“Es muerta,” Antonio says, shaking his head sadly. We look at the tree, trying to see whether any part of it might be saved, but finally decide that it is only good for a little firewood and that it will take two truckloads to cart the rest to El Dumpay.
Antonio only speaks a little English and I speak no Spanish at all, but we manage to communicate through gesture, good will and a little mind-reading. I know that he is not yet thirty but has two sons, one of them twelve, going on thirteen. I know that he is a strict and devoted father who must be home when school gets out and his wife goes to work. He seems to support his parents in Mexico, and more than once has taken in a relative who had nowhere else to go.
Back before he had papers, Antonio went door to door looking for work. I told him I didn’t really have anything, but if he would leave his telephone number, I would call him when I did. He wrote and erased, wrote and erased, and I thought that anybody who wanted that much to get something right would be good to know.
He and several relatives painted my house by hand, with brushes. Antonio didn’t mind washing windows or cars, did all his estimating and billing in his head and never made a mistake, even when he had taken advances for lunch or materials. I worried about how he would keep doing all this when he grew older.
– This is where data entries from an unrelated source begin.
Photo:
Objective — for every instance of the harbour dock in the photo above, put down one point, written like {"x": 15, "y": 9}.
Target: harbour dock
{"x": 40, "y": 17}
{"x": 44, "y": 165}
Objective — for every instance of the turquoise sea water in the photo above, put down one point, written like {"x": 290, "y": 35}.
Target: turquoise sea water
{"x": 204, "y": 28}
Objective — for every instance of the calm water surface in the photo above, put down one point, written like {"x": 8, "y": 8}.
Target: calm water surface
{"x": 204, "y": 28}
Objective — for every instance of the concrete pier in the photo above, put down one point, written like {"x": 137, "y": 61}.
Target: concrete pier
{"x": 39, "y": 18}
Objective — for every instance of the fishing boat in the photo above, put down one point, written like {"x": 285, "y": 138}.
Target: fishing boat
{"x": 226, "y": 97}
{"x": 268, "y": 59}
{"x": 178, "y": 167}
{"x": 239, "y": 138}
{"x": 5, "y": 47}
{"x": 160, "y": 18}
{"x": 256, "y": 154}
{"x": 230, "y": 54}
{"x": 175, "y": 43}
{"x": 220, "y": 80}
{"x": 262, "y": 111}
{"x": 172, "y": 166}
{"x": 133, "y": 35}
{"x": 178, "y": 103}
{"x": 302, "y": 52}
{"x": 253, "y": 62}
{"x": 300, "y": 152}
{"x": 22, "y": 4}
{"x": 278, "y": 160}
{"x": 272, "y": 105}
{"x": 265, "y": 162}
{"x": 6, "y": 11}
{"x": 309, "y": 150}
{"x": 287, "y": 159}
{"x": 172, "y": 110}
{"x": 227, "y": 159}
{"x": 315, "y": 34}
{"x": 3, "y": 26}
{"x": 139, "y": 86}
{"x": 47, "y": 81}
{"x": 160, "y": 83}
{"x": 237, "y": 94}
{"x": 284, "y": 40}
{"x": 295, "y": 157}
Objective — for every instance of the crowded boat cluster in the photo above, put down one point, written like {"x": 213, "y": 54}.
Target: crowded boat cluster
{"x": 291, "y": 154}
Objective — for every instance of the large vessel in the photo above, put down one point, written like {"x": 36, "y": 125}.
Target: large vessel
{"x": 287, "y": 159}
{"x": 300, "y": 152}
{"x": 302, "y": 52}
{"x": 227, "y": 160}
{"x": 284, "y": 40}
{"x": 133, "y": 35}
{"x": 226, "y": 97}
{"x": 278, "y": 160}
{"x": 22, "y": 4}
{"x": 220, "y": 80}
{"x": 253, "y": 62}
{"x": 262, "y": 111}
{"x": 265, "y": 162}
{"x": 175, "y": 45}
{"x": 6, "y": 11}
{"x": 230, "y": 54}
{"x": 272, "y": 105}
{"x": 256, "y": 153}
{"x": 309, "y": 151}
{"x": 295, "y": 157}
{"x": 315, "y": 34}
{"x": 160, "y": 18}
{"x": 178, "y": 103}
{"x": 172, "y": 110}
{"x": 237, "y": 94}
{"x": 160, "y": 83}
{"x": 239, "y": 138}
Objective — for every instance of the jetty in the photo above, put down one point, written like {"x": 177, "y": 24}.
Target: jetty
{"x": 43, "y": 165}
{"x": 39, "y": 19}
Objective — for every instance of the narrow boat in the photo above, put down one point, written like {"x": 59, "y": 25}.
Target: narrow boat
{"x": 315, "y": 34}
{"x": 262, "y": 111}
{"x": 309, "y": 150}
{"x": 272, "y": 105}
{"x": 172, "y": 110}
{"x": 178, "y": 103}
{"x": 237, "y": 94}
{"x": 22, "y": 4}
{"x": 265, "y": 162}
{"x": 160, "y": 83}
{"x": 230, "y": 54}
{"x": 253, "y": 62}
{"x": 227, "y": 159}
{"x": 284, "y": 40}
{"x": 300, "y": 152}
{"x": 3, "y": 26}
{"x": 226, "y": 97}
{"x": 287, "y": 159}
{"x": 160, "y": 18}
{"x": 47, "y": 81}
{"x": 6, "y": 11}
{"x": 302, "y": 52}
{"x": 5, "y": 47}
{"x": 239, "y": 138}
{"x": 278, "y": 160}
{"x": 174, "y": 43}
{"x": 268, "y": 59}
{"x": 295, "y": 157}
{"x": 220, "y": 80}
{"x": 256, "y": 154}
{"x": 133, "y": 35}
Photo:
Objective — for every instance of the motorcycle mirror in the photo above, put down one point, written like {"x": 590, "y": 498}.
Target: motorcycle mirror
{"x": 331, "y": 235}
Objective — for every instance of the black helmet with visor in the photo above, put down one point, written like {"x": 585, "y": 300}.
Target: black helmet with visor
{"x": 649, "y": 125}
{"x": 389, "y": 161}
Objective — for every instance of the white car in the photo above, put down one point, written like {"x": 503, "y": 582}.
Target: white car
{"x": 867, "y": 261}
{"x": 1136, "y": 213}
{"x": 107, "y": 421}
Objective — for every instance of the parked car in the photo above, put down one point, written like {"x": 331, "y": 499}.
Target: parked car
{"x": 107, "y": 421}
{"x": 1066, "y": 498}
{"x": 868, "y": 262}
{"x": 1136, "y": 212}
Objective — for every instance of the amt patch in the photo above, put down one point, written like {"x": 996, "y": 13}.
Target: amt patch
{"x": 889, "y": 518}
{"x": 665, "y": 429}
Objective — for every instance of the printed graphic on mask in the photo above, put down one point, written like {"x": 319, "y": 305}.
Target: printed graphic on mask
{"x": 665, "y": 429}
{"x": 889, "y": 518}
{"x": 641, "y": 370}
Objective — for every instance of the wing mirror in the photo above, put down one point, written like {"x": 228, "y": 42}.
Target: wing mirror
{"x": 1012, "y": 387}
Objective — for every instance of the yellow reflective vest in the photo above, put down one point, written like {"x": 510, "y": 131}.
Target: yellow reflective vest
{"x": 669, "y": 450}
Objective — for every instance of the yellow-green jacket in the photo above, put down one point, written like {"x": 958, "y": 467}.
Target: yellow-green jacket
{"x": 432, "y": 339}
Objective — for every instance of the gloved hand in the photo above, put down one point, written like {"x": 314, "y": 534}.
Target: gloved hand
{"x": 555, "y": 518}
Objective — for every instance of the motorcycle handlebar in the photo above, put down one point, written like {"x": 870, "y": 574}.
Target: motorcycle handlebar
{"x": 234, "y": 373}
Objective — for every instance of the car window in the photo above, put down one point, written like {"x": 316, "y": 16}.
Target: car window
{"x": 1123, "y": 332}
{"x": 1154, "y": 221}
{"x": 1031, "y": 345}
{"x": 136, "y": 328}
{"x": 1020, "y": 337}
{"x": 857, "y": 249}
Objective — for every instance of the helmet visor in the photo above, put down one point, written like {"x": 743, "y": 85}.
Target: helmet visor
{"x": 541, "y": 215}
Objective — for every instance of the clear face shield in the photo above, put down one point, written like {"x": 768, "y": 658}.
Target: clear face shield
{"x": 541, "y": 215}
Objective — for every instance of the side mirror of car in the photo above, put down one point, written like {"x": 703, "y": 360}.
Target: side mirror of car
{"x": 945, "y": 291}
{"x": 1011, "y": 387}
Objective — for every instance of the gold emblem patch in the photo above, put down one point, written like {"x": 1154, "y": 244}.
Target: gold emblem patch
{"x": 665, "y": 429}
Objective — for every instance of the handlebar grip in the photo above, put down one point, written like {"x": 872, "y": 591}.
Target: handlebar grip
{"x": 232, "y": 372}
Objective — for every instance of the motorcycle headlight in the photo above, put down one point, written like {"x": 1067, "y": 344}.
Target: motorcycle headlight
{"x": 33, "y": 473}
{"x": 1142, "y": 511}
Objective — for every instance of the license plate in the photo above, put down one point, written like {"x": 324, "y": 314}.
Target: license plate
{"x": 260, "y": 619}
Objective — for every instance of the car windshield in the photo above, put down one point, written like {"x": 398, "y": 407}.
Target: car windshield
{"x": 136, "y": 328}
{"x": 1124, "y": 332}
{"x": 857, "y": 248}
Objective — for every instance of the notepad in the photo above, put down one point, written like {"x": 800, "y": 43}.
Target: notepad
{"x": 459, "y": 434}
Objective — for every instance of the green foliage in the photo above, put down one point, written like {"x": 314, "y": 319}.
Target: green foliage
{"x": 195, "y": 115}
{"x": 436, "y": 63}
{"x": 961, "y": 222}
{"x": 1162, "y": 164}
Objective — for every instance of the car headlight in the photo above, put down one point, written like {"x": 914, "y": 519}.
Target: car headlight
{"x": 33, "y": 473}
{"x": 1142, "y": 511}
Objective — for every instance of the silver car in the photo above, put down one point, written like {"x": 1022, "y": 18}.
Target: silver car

I wished he would take an English class or try to get a contractor’s license, but he was too busy working to do much of anything else.
I made business cards for him so he wouldn’t have to keep writing and erasing.
“Maggie, minuto, come,” he says, and I trudge over to the fence where he is cutting up the dead tree with a handsaw even as the sound of chainsaws and chippers blast away from neighbors’ houses. He shows me a decayed stump some eight feet high, two feet in diameter at the top, five inches at the rotting bottom, upright only because it is leaning on branches. The stump had been hidden by the dead tree Antonio was taking out.
“Oh, my God,” I say, picturing orphaned children, Antonio or me squashed as flat as the coyote in Loony Toons. “Be careful! Don’t do anything! Wait until somebody else comes!” Holding my breath, I nervously pull away some logs as Antonio casually clips a few branches, mentally measuring where the stump might fall.
Then he pushes the stump and it falls to the ground with an enormous earth-shaking thud.
“One truck,” he says “for this at Dumpay. Forty-seven dollaria.”
“Not worth it,” I say, and we wordlessly agree to leave the stump where it fell.